BenthamDer Utilitarismus ist eine Richtung in der Ethik, die der Nutzen als die Grundlage der Moral repräsentiert. Das ist das Prinzip der Bewertung der Erscheinungen, der Prozesse, der Sachen, der Angaben nur nach dem Aussehen ihrer Nutzbarkeit und auch nach der Möglichkeit als Mittel bei der Zielerreichung zu dienen.

Der Gründer des Utilitarismus war Jeremy Bentham. Er vergleichte “Nutzen” mit “Genuß” und sah die Hauptbestimmung der Moral darin, dass sie die Menschen orientieren muss, das Leiden zur Seite gehen muss und den Genuß fühlen muss.

Die Utilitaristen meinten, dass die Menschen am moisten Glück und Gute in die Welt bringen müssen. Darum wird das Glück auf diese Weise als die höchste Schätzung und als ein des unbewertenden Wohles sein.

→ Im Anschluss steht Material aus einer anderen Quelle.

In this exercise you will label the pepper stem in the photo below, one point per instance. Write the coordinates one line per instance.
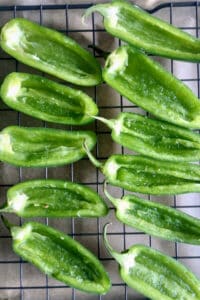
(109, 123)
(116, 255)
(98, 50)
(113, 200)
(91, 157)
(7, 224)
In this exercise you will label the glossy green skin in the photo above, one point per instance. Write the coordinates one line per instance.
(148, 85)
(144, 31)
(149, 176)
(50, 51)
(54, 198)
(154, 138)
(157, 275)
(47, 100)
(157, 219)
(43, 147)
(60, 257)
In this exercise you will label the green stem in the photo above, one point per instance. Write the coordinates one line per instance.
(7, 224)
(91, 157)
(113, 200)
(116, 255)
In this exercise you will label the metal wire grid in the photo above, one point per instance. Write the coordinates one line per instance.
(16, 280)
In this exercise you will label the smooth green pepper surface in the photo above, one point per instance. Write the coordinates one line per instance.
(148, 85)
(155, 274)
(54, 198)
(60, 257)
(154, 138)
(50, 51)
(157, 219)
(47, 100)
(42, 147)
(149, 176)
(144, 31)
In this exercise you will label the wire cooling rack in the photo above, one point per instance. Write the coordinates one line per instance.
(19, 279)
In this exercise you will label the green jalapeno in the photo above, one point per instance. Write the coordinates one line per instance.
(50, 51)
(154, 138)
(43, 147)
(47, 100)
(148, 85)
(144, 31)
(155, 274)
(53, 198)
(156, 219)
(59, 256)
(149, 176)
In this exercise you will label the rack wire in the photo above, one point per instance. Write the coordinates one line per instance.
(20, 280)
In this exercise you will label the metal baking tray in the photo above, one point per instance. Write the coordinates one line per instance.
(21, 280)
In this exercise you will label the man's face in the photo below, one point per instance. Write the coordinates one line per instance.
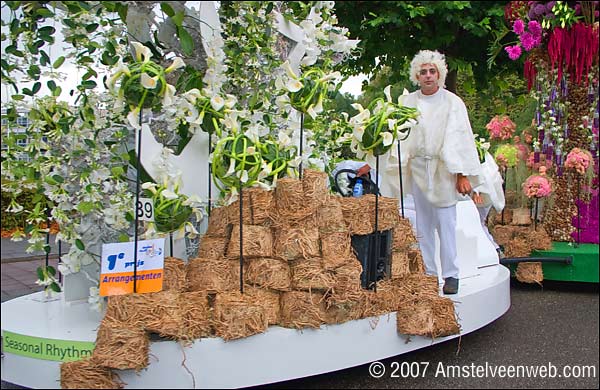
(428, 77)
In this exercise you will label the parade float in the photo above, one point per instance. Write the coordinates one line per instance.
(558, 42)
(242, 270)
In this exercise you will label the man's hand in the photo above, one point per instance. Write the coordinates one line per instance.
(463, 185)
(364, 170)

Es ist auch bekannt, dass es viele sogenannte Gegner oder Kritiker des Utilita-rismus gibt. Sie ändern die Definition des Wortes “Glück” in eine andere Definition “Vorteil” oder “Nutzen”. Diese Menschen haben sich mit großer Unanerkennung und ganz negativ zum Utilitarismus als zu einem System verhaltet. Dieses System sah das letzte Ziel des Menschenlebens bei der Nutzbarkeit oder beim Vorteil.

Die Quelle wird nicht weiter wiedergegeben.